Pemanfaatan minyak biji kapuk sebagai pengganti minyak bumi merupakan alternatif yang baik, mengingat pohon kapuk dapat tumbuh dengan mudah di Indonesia dan merupakan minyak non - pangan sehingga tidak akan bersaing dengan sektor pangan. Namun dalam minyak biji kapuk terdapat kandungan asam siklopropenoid, sehingga minyak biji kapuk harus melalui proses hydrotreating terlebih dahulu sebelum digunakan sebagai bahan bakar. Proses hydrotreating membutuhkan gas H2 bertekanan tinggi serta katalis logam bimetal agar didapat green diesel dari minyak biji kapuk. Proses ini mencakup dua reaksi, yaitu reaksi hidrogenasi yang berfungsi untuk menjenuhkan rantai asam lemak yang tidak jenuh dan reaksi deoksigenasi yang berguna untuk menghilangkan oksigen dari asam-asam lemak dan membentuk rantai n-paraffin. Proses hydrotreating ini menghasilkan produk utama berupa bio hidrokarbon jenuh rantai panjang bercabang metil yang dapat digunakan sebagai biosolar dan produk sampingan berupa propana (hidrokarbon utama dalam LPG).
Penelitian akan diawali dengan proses pembuatan katalis NiMo/γ-Al2O3 dengan variasi rasio mol Ni:Mo 0,25 dan 0,35; rasio mol promotor K:P yang divariasikan pada nilai 0,35; 0,4; 0,45; 0,5; dan 0,55; serta proses sulfidasi untuk meningkatkan aktivitas katalis. Tahap selanjutnya adalah proses hydrotreating minyak biji kapuk sehingga dihasilkan biohidrokarbon rantai panjang bercabang metil. Temperatur dan tekanan yang digunakan dalam proses hydrotreating relatif tinggi, yaitu 230°C dan 35 bar untuk proses hidrogenasi awal selama 2 jam, dan proses hidrodeoksigenasi dilakukan pada 335°C dan 50 bar selama 4 jam. Pada akhir reaksi, kandungan minyak yang dihasilkan dari proses hidrodeoksigenasi (HDO) dianalisa melalui uji kualitatif dengan uji Besson dan FTIR. Analisis uji kuantitatif dilakukan dengan perhitungan konversi pada produk berdasarkan uji bilangan penyabunan, titrasi reagen Durbetaki untuk mengukur kadar gugus siklopropenoid dalam minyak sampel, uji bilangan iodium, GC-MS, pengukuran densitas, dan viskositas pada produk. Pengukuran massa C02 dilakukan di akhir reaksi untuk menentukan selektivitas reaksi hydrotreating. Selain analisis sampel, dilakukan pula analisis kuantitatif terhadap deposisi karbon pada katalis Ni-Mo/γAl2O3.

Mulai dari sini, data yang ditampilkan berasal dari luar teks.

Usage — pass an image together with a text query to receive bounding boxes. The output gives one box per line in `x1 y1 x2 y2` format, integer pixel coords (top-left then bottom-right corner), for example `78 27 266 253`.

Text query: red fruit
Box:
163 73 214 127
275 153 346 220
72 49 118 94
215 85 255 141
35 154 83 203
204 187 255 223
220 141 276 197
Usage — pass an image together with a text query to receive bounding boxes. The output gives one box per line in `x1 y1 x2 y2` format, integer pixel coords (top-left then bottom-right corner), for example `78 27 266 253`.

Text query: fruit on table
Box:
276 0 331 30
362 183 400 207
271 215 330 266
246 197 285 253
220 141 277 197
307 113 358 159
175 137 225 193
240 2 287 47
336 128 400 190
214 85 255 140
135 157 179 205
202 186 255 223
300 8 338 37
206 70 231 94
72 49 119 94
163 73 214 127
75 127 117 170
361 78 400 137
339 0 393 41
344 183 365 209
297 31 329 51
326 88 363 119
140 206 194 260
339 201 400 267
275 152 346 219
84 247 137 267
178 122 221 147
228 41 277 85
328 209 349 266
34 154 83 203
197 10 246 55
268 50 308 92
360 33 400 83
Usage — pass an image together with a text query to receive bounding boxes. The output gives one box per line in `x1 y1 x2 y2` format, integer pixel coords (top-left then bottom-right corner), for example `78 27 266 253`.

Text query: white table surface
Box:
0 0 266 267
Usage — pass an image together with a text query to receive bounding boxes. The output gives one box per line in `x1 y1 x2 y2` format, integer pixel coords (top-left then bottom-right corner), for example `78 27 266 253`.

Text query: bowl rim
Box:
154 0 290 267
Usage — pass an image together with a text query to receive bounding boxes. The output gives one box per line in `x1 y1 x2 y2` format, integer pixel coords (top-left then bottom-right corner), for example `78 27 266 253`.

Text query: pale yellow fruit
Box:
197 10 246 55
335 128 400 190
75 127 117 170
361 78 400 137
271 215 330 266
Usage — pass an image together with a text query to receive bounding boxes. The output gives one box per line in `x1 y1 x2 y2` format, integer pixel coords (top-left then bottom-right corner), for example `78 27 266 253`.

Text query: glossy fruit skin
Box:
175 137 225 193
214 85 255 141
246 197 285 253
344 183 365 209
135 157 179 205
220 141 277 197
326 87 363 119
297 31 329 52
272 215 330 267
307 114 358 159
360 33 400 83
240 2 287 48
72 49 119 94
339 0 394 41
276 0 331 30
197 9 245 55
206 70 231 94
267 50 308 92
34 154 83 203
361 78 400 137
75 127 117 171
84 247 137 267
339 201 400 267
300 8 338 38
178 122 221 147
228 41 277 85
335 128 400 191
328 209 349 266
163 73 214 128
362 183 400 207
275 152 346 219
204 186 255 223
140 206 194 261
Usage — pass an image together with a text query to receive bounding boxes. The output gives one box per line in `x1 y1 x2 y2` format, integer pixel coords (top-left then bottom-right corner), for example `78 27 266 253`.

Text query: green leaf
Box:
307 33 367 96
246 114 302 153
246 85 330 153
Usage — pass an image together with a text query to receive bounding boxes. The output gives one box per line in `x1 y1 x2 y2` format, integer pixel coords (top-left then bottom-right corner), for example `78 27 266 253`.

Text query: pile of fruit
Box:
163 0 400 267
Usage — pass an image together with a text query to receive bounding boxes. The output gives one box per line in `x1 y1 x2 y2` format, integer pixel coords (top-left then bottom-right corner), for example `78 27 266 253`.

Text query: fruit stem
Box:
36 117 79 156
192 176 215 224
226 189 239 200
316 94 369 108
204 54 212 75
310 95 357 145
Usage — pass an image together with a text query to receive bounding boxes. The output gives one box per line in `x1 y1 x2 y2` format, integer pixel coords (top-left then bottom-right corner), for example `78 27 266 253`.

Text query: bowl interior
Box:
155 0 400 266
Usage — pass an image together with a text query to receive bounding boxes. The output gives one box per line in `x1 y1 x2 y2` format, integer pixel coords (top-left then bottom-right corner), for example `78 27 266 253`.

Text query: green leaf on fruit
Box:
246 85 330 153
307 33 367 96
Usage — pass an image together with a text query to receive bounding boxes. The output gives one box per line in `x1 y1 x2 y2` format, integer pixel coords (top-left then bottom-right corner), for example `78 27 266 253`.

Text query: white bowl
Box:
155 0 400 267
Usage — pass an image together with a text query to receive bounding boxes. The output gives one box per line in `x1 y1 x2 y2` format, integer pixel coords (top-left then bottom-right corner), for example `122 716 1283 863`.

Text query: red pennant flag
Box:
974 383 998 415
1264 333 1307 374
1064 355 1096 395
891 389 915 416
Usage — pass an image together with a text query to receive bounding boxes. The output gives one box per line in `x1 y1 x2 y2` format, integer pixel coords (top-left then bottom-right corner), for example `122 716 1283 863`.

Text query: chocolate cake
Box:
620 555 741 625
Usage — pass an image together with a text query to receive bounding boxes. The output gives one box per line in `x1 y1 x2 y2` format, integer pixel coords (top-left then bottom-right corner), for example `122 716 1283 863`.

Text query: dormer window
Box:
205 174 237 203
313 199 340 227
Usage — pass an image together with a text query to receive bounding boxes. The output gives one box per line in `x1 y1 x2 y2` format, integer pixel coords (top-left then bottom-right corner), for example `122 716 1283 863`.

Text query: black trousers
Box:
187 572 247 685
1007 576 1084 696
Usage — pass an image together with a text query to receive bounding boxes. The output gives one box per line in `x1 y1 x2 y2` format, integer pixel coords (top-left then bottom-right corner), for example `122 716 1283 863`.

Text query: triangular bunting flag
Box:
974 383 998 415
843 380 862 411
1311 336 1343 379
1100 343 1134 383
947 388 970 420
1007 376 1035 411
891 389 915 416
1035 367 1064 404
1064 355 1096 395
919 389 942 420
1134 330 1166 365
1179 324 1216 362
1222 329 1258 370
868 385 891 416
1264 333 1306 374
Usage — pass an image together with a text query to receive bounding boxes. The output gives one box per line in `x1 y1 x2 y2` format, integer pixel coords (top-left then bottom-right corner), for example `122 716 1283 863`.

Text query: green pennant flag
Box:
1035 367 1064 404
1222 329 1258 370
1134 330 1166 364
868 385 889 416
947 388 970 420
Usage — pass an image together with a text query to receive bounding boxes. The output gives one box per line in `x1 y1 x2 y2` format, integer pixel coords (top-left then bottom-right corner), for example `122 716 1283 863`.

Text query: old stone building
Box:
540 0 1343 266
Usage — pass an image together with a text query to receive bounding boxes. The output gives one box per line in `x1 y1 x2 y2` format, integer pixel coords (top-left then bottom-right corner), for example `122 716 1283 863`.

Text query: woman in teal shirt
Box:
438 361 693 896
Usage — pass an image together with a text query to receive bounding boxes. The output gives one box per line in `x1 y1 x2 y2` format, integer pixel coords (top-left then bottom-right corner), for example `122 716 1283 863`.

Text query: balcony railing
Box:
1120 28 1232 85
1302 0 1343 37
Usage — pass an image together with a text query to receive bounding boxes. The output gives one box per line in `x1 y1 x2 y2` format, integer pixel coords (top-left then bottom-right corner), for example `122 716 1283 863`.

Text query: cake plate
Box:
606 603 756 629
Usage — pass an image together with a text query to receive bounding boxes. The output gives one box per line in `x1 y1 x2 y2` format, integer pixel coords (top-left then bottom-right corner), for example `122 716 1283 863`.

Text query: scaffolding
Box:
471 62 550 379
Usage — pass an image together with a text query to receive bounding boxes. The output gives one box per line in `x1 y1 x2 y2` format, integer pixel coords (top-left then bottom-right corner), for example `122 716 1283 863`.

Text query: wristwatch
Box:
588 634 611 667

Hasil percobaan menunjukkan bahwa katalis dengan komposisi rasio mol Ni:Mo 0,25 dan rasio mol promotor K:P 0,45 menunjukkan selektivitas terbaik karena mampu menghasilkan cukup banyak rantai C 14-C 18, serta dapat menurunkan bilangan iodium dan bilangan penyabunan serta memecah gugus siklopropenoid hingga memenuhi standar green diesel. Selain itu, katalis yang dibuat dari interaksi antara rasio mol Ni:Mo 0,25 dengan rasio mol K:P 0,55; serta interaksi rasio mol Ni:Mo 0,35 dengan rasio mol K:P 0,25 tidak mendukung reaksi hydrotreating, melainkan reaksi pirolisis sehingga dihasilkan produk yang berwarna hitam. Deposisi karbon pada permukaan katalis dapat dicegah dengan menggunakan rasio mol promotor K:P sebesar 0,4 hingga 0,5.